Capítulo 9

El veterano

De camino a la escuela Homer Macauley pasó frente a una cerca que protegía un solar invadido de maleza en San Benito Avenue. La cerca era vieja y estaba podrida y no tenía más utilidad que adornar una pequeña zona de basuras y proteger una serie de especies de maleza que seguramente no necesitaban ser protegidas. El escolar de día y mensajero de telegramas de noche hizo derrapar la bicicleta hasta detenerse, la dejó caer y salió corriendo hasta la cerca como si allí fuera a descubrir algo extremadamente efímero y que se perdería irremisiblemente si no llegaba a tiempo. La cerca era unos treinta centímetros más alta que las vallas bajas de atletismo. Homer examinó la cerca, la zona que había detrás, el espacio para correr que había delante y luego midió la altura de la cerca, que le quedaba considerablemente por encima de la cintura. Retrocedió diez metros y luego, sin previo aviso, se volvió con furia y echó a correr hacia la cerca. Cuando estuvo a la distancia adecuada dio un hermoso salto, golpeó la cerca con el pie, derribó una parte de la misma y se cayó él también sobre la maleza, pero se levantó de inmediato y volvió a probar otra vez. En total Homer hizo siete intentos, ninguno de los cuales tuvo éxito. Solamente lo dejó después de que la valla entera quedara en un estado todavía más ruinoso que antes.

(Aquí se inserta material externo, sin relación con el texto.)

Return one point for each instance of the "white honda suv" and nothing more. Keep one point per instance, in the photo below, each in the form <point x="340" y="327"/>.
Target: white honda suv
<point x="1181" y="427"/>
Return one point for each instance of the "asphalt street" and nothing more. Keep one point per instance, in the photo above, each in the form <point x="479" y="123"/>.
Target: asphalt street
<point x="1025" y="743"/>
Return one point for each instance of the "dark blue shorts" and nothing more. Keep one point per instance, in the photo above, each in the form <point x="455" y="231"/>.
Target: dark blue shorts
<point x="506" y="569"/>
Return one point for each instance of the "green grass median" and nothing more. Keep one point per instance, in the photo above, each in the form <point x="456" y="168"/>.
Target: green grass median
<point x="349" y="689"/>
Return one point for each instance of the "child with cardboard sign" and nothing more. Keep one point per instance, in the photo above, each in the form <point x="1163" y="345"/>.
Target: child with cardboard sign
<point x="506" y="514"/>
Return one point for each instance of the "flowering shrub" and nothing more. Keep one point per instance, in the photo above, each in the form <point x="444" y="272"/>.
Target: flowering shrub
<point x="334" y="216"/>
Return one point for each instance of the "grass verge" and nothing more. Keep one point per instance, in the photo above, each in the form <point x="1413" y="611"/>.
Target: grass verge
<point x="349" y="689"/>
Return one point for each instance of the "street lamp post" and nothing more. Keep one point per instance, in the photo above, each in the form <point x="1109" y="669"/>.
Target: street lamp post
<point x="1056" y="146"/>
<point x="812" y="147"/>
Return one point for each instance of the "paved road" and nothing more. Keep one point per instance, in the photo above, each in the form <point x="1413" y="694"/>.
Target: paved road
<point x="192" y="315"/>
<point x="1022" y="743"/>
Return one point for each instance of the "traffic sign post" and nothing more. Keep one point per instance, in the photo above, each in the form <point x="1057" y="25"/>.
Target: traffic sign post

Un anciano con bastón salió de la casa que había en la acera de enfrente, fumando en pipa, y se quedó mirando en silencio a Homer. Cuando el chico se estaba levantando de su última caída y se dedicaba a limpiarse la ropa, el hombre le dijo:

—¿Qué estás haciendo?

—Salto de vallas.

—¿Te has hecho daño?

—Nooo, la cerca es un poco demasiado alta, eso es todo. Y las hierbas resbalan.

El anciano miró un momento las hierbas y luego dijo:

—Son algodoncillos. Van muy bien como comida para conejos. A los conejos les gustan. Yo tenía una conejera hace unos once años, pero alguien abrió la portezuela en plena noche y los conejos se escaparon.

—¿Por qué abrieron la portezuela?

—Pues no lo sé, nunca descubrí quién lo había hecho. Perdí treinta y tres de los conejos más bonitos que puedas imaginar. Ojos de color rosa y caras de gato. Conejos belgas y de un par de especies más. Nunca lo descubrí.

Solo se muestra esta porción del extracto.